Quilindschy Hartman nie może się doczekać jutrzejszego losowania Ligi Mistrzów. Skrzydłowy Feyenoordu osiągnął we wtorek porozumienie w sprawie nowego kontraktu, który zobowiązuje go klubem z Rotterdamu do 2026 roku. W rozmowie z Voetbal International 21-letni obrońca powiedział, że nie może się doczekać gry w elitarnych rozgrywkach.
- Fajnie byłoby wylosować Real Madryt, z Feyenoordem na Santiago Bernabéu. Brzmi świetnie, prawda? Celtic też fajnie byłoby wylosować. Ale co nie jest fajne? Jest tyle fajnych klubów, na które możemy trafić. Liczę na fajną grupę z szansą na sukces. Chociaż jako zespół mamy spore doświadczenie w europejskiej piłce, Liga Mistrzów to coś zupełnie innego. Uwaga, przeciwnicy, ten hymn... Próbuję sobie wyobrazić, jak to będzie, gdy staniemy na boisku i usłyszymy ten dźwięk. Naprawdę będę całkowicie chłonął ten moment. Rok temu oglądałem Ligę Mistrzów jako kibic. Włączasz i oglądasz. Oglądałem jako fan, ale obserwowałem graczy na mojej pozycji, Kyle'a Walkera, a zwłaszcza Ołeksandra Zinczenkę. A teraz sami tam jesteśmy.
Hartman jest dumny z przedłużenia kontraktu. - Jestem bardzo szczęśliwy. W Feyenoordzie jeszcze moja misja nie dobiegła końca. Chcę się dalej rozwijać. Chcę wyciągnąć z siebie jeszcze więcej. Stać mnie na to, podobnie jak cały zespół. W tym tygodniu dowiem się też, czy będę w kadrze Holandii, po tym, jak zostałem uwzględniony w preselekcji. Nie żebym się tym kierował, ale reprezentacja Holandii jest dla mnie celem. To samo dotyczy Ligi Mistrzów.
Po falstarcie Feyenoordu w Eredivisie, drużyna Arne Slota zdołała wygrać z Almere City. - Strata punków nie wchodziła już w grę. Straciliśmy już cztery, a to przecież maluje obraz tego, jak świat zewnętrzny patrzy na Feyenoord. Zawodnicy to też ludzie. Siedzimy w domu, słyszymy, że nie jest tak dobrze i możemy zacząć wierzyć, że faktycznie tak jest.
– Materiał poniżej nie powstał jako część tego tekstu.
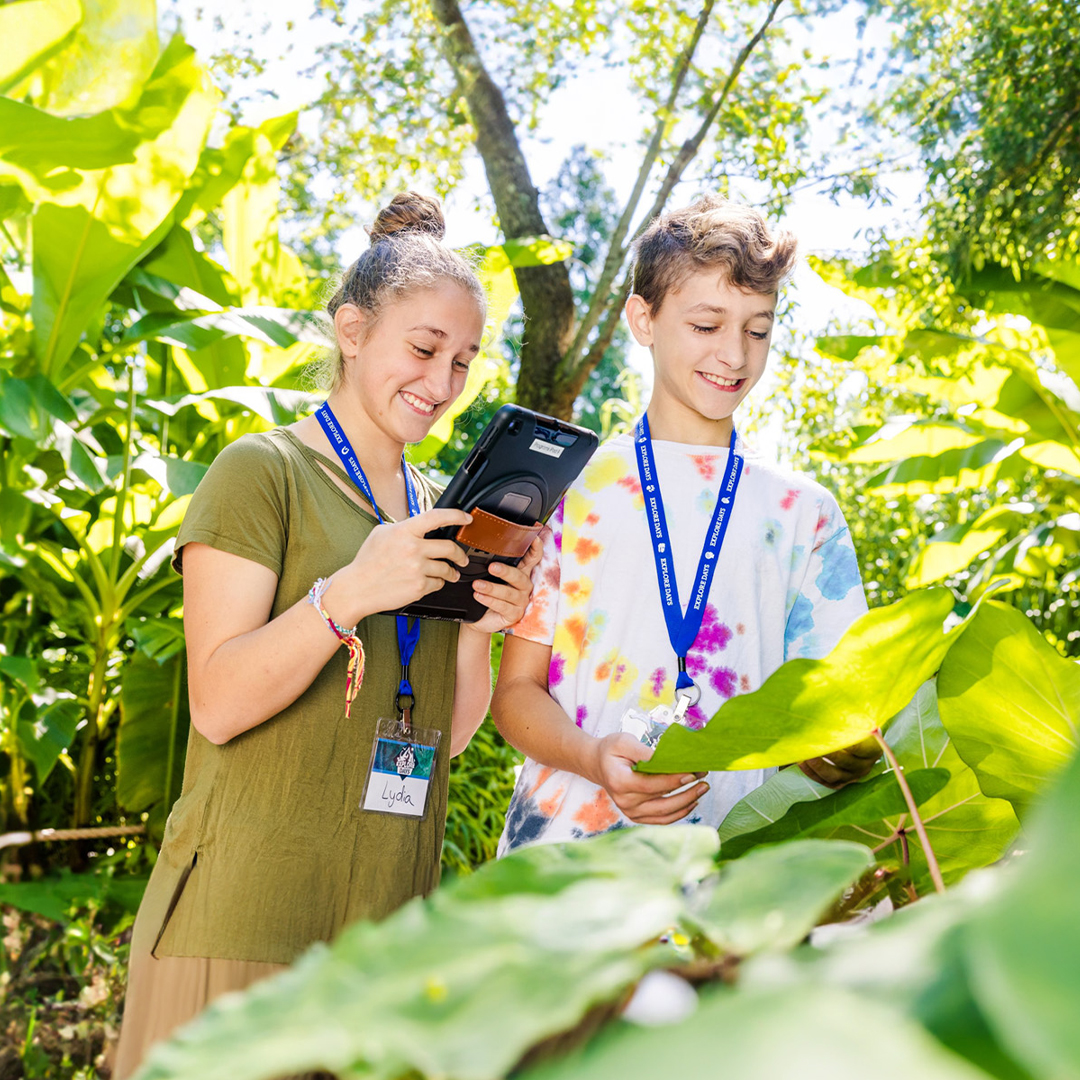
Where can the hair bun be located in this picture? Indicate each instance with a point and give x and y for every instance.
(409, 212)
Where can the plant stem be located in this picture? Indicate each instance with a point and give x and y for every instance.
(935, 873)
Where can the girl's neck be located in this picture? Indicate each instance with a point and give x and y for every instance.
(378, 454)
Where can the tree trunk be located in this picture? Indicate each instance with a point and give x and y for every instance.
(547, 296)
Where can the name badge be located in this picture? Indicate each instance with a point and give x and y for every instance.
(403, 763)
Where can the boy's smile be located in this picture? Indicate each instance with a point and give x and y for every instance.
(710, 343)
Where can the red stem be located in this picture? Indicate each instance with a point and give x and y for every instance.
(935, 873)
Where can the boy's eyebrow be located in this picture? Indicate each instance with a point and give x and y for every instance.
(714, 309)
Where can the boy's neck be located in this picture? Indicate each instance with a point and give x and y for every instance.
(693, 430)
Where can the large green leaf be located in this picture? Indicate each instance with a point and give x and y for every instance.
(176, 260)
(275, 326)
(153, 733)
(955, 548)
(31, 32)
(1022, 950)
(54, 896)
(823, 1034)
(86, 239)
(773, 898)
(1011, 704)
(906, 436)
(43, 739)
(809, 707)
(858, 806)
(277, 406)
(460, 985)
(966, 828)
(42, 150)
(971, 467)
(77, 82)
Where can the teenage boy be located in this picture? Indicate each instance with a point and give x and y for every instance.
(682, 568)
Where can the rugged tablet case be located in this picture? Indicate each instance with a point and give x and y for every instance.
(511, 483)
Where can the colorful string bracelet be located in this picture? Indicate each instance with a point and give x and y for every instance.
(354, 675)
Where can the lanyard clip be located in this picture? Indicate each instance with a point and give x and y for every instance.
(405, 700)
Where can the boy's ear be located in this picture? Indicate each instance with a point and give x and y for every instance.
(639, 318)
(349, 324)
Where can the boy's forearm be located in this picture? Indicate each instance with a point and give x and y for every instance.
(534, 723)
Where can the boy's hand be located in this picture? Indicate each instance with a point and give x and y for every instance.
(844, 766)
(643, 798)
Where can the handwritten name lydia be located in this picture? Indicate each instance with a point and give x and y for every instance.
(395, 795)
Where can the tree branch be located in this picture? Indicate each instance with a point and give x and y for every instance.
(617, 250)
(547, 295)
(577, 366)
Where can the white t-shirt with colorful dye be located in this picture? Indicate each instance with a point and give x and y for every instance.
(786, 585)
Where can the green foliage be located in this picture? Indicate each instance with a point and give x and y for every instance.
(979, 429)
(808, 707)
(1011, 703)
(989, 94)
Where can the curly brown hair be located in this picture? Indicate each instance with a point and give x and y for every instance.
(711, 233)
(406, 255)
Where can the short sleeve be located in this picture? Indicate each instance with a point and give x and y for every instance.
(538, 623)
(241, 505)
(831, 595)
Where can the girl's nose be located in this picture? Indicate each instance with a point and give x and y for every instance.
(439, 380)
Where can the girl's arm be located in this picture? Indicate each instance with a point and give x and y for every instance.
(505, 604)
(534, 723)
(244, 667)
Ale w zeszłym tygodniu na treningach widzieliśmy materiały, liczby i statystyki, które pokazują, że robimy wiele dobrze jako zespół, że ustawiamy naszych napastników na pozycjach, że mieliśmy rekordową liczbę dotknięć piłki w szesnastce przeciwko Sparcie. Również przeciwko PSV przez długi czas mecz był wyrównany. Nie jest więc tak źle, po prostu wynik nie zawsze oddaje rzeczywistość na boisku. Nie umniejsza to faktu, że musieliśmy wygrać z Almere, bo jako Feyenoord nie możesz stracić punktów w trzech meczach z rzędu. Ale myślę, że wszyscy widzieli, że nie zamierzamy do tego dopuścić.